Moscou

Em Jogo de Cena, Coutinho se reinventou e se superou como cineasta ligado à realidade e à palavra. Ali, o diretor colheu depoimentos, histórias de vidas de diversas mulheres que atenderam a um chamado num jornal. Depois, misturou tais relatos à encenações de algumas atrizes. Umas mais, outras menos conhecidas. Assim, dá-se um nó na cabeça do espectador, que tenta entender, o tempo todo, o que é “verdade” e o que não é. Aproveita-se, e fala-se sobre o trabalho do ator, em depoimentos extraordinários e carregados de emoção. Um filme incrível, marcante em nossa cinematografia, um dos melhores dos últimos tempos.

Moscou bebe da fonte inaugurada em Jogo de Cena, mas não tem a mesma força de seu antecessor. Desta feita, estamos em Belo Horizonte, na casa do grupo Galpão, que completa XX anos. Coutinho dá as regras do jogo. Ele propõe ao grupo um filme a partir do ato criativo em torno de um texto, As Três Irmãs, do russo Tchecov.

Em princípio, dada a experiência do longa anterior, imagina-se que três camadas irão se sobrepor: ensaio, peça em si e filme. Seria um novo “jogo de cena”.

Mas, não! Entende-se logo que estamos num grande ensaio e que isso faz parte do filme.
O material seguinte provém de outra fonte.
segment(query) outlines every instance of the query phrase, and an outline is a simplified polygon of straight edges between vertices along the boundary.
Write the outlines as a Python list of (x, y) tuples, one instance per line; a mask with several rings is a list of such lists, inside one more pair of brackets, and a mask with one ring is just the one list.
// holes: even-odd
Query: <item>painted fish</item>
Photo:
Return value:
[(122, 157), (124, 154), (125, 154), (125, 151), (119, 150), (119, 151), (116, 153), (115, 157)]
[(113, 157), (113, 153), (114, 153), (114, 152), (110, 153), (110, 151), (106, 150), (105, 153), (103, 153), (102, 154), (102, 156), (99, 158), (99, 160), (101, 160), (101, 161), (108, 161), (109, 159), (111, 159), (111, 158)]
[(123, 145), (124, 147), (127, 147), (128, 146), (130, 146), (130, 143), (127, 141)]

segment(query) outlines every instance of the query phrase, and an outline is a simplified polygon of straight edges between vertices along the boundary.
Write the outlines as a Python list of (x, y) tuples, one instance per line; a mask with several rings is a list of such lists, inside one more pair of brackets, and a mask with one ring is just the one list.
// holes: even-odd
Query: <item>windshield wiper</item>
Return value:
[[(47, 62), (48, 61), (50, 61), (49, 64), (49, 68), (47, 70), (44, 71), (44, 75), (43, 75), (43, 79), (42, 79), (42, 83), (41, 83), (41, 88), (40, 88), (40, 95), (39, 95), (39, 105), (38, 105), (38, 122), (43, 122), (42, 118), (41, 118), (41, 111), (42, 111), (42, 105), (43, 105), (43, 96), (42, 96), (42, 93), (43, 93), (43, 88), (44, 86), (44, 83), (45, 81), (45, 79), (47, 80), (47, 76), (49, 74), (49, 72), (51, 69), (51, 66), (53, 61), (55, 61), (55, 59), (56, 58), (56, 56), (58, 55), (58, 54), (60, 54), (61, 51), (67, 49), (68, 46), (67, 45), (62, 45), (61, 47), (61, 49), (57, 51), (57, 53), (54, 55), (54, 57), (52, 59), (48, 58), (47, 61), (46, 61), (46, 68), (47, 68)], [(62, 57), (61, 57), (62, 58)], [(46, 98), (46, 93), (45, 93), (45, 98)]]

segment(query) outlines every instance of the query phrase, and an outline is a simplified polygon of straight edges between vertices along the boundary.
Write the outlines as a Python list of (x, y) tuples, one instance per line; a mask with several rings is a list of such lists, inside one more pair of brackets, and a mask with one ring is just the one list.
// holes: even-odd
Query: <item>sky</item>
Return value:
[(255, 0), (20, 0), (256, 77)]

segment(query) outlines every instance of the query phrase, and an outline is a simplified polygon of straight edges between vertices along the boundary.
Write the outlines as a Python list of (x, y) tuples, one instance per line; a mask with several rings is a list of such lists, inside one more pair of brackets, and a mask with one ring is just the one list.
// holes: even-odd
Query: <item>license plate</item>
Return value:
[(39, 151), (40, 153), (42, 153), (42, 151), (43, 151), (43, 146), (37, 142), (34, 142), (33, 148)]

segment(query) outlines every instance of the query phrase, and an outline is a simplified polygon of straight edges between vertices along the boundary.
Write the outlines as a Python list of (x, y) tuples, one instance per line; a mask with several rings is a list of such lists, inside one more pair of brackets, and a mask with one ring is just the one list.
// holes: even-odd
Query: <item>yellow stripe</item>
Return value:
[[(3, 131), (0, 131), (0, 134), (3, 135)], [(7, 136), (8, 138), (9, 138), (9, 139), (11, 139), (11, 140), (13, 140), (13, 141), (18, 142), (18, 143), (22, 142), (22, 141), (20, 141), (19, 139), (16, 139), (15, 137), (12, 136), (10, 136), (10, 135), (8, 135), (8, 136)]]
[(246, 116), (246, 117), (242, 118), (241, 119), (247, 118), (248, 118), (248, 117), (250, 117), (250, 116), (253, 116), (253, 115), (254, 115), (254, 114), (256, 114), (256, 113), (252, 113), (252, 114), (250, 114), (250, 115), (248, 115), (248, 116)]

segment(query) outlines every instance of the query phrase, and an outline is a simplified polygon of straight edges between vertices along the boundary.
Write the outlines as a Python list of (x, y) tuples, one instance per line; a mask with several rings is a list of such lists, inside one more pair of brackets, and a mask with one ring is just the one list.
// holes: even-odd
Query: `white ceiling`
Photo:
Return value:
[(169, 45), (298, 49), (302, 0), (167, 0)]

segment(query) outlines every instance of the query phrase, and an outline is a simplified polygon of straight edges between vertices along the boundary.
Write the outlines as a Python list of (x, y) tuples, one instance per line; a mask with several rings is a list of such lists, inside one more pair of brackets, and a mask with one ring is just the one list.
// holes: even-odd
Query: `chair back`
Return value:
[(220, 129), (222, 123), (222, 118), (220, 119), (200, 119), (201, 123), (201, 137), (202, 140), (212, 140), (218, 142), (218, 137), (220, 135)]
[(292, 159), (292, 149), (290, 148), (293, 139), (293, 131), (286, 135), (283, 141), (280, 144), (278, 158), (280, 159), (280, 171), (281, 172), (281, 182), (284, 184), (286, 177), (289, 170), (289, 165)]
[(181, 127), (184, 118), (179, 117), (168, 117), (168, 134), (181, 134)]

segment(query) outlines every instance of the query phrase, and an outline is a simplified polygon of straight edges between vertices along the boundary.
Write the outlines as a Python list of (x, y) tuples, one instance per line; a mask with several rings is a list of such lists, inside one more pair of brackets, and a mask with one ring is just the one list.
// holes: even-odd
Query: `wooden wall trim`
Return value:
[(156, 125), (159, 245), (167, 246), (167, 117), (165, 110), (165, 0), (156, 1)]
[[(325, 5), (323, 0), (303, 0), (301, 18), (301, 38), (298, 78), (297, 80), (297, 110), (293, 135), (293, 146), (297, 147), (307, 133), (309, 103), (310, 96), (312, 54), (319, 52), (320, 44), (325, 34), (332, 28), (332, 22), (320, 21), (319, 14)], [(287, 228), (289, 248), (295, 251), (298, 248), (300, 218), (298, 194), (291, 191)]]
Não existem as tais três camadas (ensaio, teatro, filme) que se misturam, salvo raros instantes, sobretudo no início. E esse início é o melhor do filme.

O ensaio acontece em função da equipe de cinema. Mas, não é um teatro filmado, é bom que se diga. É um filme que se passa num teatro. É um filme-teatro!

Moscou possui descarga emotiva baixa, algo que foge ao perfil de Coutinho. Um dos seus trunfos, aliás, é, através das entrevistas psicanalíticas, extrair fortes doses de emoção de seus personagens. Basta lembrar o senhor cantando My Way, em Edifício Master, por exemplo. Moscou é um filme da cabeça (razão) e não do coração (emoção).

Se em comparação com Jogo de Cena, Moscou revela-se menos instigante, o filme, de toda forma, não deixa de valer à pena.

Em primeiro pela elegância e sobriedade como Coutinho filma.

Por outro lado, o cineasta, no alto de seus setenta e tantos anos, continua trabalhando no sentido do risco, da tentativa de trazer elementos novos ao fazer documental.

Moscou vale muito, também, por que traz o Grupo Galpão em ação. Os atores são estranhamente normais. Gente comum. Não são jovens de vinte-e-poucos, mas possuem um frescor, atuam com amor, estão completamente dentro de Moscou. Estão à vontade e conferem vida ao inteligente texto de Tchecov.

É um filme simples, discreto e inteligente.